While the present study provides a comprehensive analysis of the long-term variability and trend of aridity in India, there are some limitations to be considered. Firstly, the study uses only two variables, precipitation and temperature, to estimate aridity index. Other factors such as soil moisture and vegetation cover can also affect aridity and should be considered in future research. Secondly, the study considers only the average values of AI over a period of 49 years and does not take into account interannual variability or extreme events such as droughts or floods, which can have significant impacts on the ecosystem. Thirdly, the study uses a non-parametric approach to analyze the trend, which may not be suitable for capturing complex patterns or sudden shifts in aridity.

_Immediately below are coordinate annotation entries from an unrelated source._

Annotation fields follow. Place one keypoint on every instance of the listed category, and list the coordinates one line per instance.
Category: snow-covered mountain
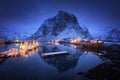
(112, 33)
(63, 25)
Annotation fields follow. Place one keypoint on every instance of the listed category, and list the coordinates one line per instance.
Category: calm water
(33, 67)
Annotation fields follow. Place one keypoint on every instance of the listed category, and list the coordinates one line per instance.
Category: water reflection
(80, 58)
(25, 48)
(64, 62)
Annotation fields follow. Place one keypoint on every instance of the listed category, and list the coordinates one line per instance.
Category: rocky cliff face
(63, 25)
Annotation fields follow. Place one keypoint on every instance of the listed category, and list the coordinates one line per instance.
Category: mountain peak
(63, 25)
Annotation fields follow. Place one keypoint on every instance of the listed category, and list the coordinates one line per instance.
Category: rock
(63, 25)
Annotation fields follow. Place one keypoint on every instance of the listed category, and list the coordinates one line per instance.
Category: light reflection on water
(52, 68)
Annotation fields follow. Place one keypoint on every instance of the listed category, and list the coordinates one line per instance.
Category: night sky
(26, 16)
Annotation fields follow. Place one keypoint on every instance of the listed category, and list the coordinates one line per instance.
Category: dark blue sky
(27, 15)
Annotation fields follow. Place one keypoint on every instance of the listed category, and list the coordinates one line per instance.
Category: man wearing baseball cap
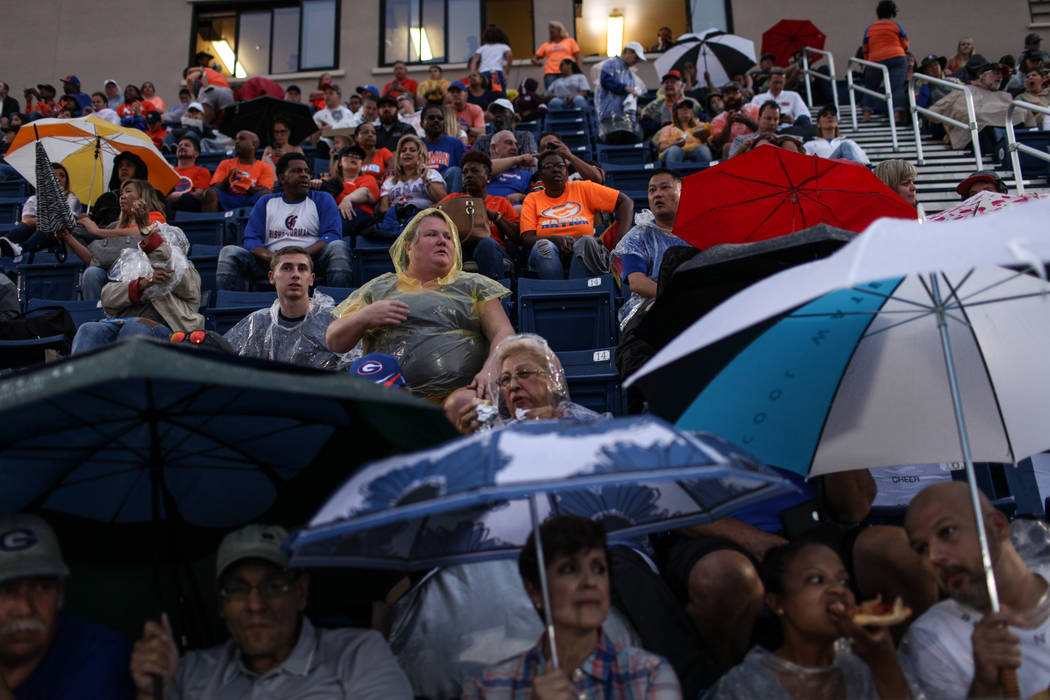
(70, 85)
(615, 98)
(274, 651)
(44, 653)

In terms of future research, it would be useful to incorporate more variables and use more advanced modeling techniques to estimate aridity and its trends. Machine learning algorithms can be applied to capture non-linear relationships and better predict aridity under future climate scenarios. Additionally, studying the impact of aridity on agriculture and water resource management can provide insights into the adaptation strategies needed to mitigate the effects of climate change. Finally, a more detailed analysis of the spatial patterns of aridity and their drivers can inform land use management plans and conservation strategies in dryland regions.

5 Conclusion

This is a preliminary spatio-temporal study to comprehend and characterize aridity changes in terms of AI in India during the last five decades. AI is computed as a ratio of precipitation to PET. In the current study, Thornthwaite method is favored for the estimation of PET due to its simplicity and validation in Indian region over other empirical methods. However, it is often recommended to validate Thornthwaite PET with local climatic data of the region. The scope of this study is wide and due to limited data availability on the country level, the validation was disregarded. The monthly AI maps obtained were converted into mean annual, decadal and seasonal maps. Further, non-parametric MK test has also been applied to examine the trend in the mean monthly, annual and seasonal aridity time series.

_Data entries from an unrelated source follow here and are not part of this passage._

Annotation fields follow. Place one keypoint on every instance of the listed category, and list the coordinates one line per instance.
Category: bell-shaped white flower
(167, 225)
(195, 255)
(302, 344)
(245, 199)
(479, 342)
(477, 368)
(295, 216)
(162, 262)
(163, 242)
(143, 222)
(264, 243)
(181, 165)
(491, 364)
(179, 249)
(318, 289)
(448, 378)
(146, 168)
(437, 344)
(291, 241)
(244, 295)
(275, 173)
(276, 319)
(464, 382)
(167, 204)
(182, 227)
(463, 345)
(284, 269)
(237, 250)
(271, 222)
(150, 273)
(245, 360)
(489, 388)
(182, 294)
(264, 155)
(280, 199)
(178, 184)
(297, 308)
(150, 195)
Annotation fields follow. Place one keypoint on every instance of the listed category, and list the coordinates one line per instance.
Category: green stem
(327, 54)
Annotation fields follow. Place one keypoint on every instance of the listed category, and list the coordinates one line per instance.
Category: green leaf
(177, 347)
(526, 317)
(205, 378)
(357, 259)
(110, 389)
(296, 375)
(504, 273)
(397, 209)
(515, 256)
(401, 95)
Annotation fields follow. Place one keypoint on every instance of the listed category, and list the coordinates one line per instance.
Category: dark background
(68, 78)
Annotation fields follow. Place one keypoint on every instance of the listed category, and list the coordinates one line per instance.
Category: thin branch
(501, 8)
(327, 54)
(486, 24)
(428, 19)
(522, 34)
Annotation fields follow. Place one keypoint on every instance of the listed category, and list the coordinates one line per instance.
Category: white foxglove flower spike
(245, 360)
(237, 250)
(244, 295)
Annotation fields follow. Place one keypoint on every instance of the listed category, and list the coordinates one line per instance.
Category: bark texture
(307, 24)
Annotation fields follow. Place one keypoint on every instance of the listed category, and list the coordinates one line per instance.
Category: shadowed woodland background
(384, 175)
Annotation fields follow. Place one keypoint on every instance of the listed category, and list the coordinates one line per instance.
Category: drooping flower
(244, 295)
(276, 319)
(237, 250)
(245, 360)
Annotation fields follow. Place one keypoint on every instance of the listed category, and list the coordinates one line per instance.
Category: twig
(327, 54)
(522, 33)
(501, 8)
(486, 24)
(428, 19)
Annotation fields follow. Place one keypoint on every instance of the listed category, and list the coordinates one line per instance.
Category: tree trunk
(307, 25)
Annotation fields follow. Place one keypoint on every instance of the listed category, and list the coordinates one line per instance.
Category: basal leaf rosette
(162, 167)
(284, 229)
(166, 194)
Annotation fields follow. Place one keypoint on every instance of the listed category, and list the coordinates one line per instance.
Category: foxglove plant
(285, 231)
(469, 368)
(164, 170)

The study surmises that drylands are increasing with the change in aridity due to long-term climatic variations. The results show that climate is mostly arid to semi-arid in the country. However, there is an observed shift in semi-arid regions towards arid conditions particularly in the central mainland; and change in the humid conditions in parts of northeast Himalaya where humid regions are gradually moving towards sub-humid conditions over the decades. The study shows that drylands have increased from 3.44 million sqkm to 3.52 million sqkm during the last five decades which may exacerbate land degradation processes. Approximately, 80 thousand sqkm drylands area has increased over the last five decades. Although, the trend is not statistically significant but there is an observed rise in aridity due to long-term changes in temperature and precipitation.

This study has future scope for drylands management and better adaptation-based studies for water resources conservation. The study can be taken further to assess other climatic indices and understand the role of human pressure on the arid environments. Remote sensing and GIS provide tools and techniques to scientific approaches and help understand long term spatio-temporal changes at the climate and landscape level. Such studies significantly support policy framing and climate change adaptations programs in arid and semiarid regions.